Dotychczas omawiana kometa posiadała jedynie klasyczne astronomiczne oznaczenie, uwzględniające fakt że jest kometą i że została odkryta w drugiej połowie sierpnia 2019 roku – C/2019 Q4. Tylko nieoficjalnie kometę nazywano Borisov (od nazwiska odkrywcy).
Zdaniem naukowców wspomniane klasyczne oznaczenie do obiektu nie pasowało, ponieważ Borisov nie jest obiektem pochodzącym z Układu Słonecznego, a właśnie takie komety się w ten sposób nazywa. Dlatego też Międzynarodowa Unia Astronomiczna właśnie nadała mu oficjalną nazwę, która dużo lepiej odpowiada jego charakterystyce.

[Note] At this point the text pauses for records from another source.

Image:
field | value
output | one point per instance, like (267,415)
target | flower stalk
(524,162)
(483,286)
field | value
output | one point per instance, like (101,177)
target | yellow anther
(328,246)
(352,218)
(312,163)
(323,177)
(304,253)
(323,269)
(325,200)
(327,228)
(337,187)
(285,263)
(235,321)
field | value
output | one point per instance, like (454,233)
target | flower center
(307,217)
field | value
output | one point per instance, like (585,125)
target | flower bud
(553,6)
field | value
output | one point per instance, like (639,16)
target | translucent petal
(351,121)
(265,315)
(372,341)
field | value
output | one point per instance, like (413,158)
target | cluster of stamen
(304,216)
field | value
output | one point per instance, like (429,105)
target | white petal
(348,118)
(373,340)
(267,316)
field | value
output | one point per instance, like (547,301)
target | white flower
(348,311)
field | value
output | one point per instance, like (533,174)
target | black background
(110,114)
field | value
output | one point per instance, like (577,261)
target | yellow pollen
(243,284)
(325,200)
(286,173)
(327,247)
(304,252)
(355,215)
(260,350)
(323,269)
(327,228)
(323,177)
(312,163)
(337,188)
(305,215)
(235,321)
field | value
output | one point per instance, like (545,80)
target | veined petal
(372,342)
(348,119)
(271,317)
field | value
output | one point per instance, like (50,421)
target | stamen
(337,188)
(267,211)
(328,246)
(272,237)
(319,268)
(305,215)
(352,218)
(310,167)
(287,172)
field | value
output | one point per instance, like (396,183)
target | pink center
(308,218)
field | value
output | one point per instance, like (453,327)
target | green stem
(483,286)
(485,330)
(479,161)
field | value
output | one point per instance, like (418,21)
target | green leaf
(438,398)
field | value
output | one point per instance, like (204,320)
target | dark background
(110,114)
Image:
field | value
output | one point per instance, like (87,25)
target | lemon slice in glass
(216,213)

Od teraz międzygwiezdna kometa znana jest jako 2I/Borisov. Rzecz jasna, druga część nazwy mówi o odkrywcy obiektu, natomiast pierwsza świadczy o tym, iż Borisov jest drugim znanym obiektem międzygwiezdnym (I -> ang. interstellar -> międzygwiezdny). Przypomnijmy, że pierwszym zauważonym obiektem międzygwiezdnym był 1I/ʻOumuamua.
Chociaż obiekt Oumuamua oficjalnie sklasyfikowano jako kometę, naukowcy nadal spierają się, czy Oumuamua rzeczywiście jest kometą czy też asteroidą (zdaniem niektórych może on być pozostałością po komecie). O wiele większą pewność astronomowie mają względem 2I/Borisov, którego zdjęcie wyraźnie wskazuje na to, że jest on kometą. Na zdjęciu tytułowym można wyraźnie dostrzec komę oraz ogon, czego nie zaobserwowano w przypadku obiektu Oumuamua.

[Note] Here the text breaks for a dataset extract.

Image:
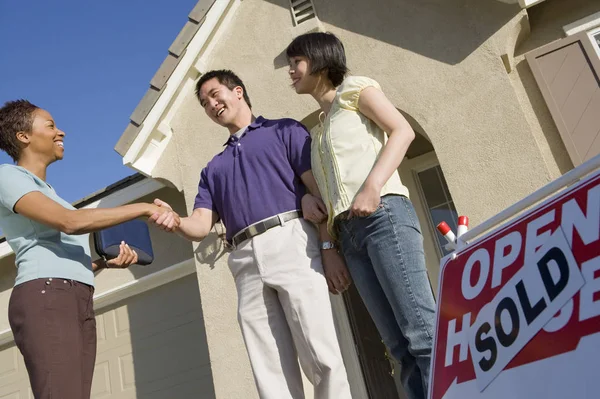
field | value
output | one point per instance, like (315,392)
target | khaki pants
(285,314)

W tej chwili 2I/Borisov znajduje się dość blisko Słońca, co mocno utrudnia jego obserwacje. Gdy tylko ten ponownie oddali się od Słońca, co stanie się po 7 grudnia, będzie można przyjrzeć mu się bliżej. Wtedy do jego obserwacji astronomowie wykorzystają większy zasób teleskopów niż dotychczas, dzięki czemu być może uda się dowiedzieć się czegoś więcej o jego pochodzeniu.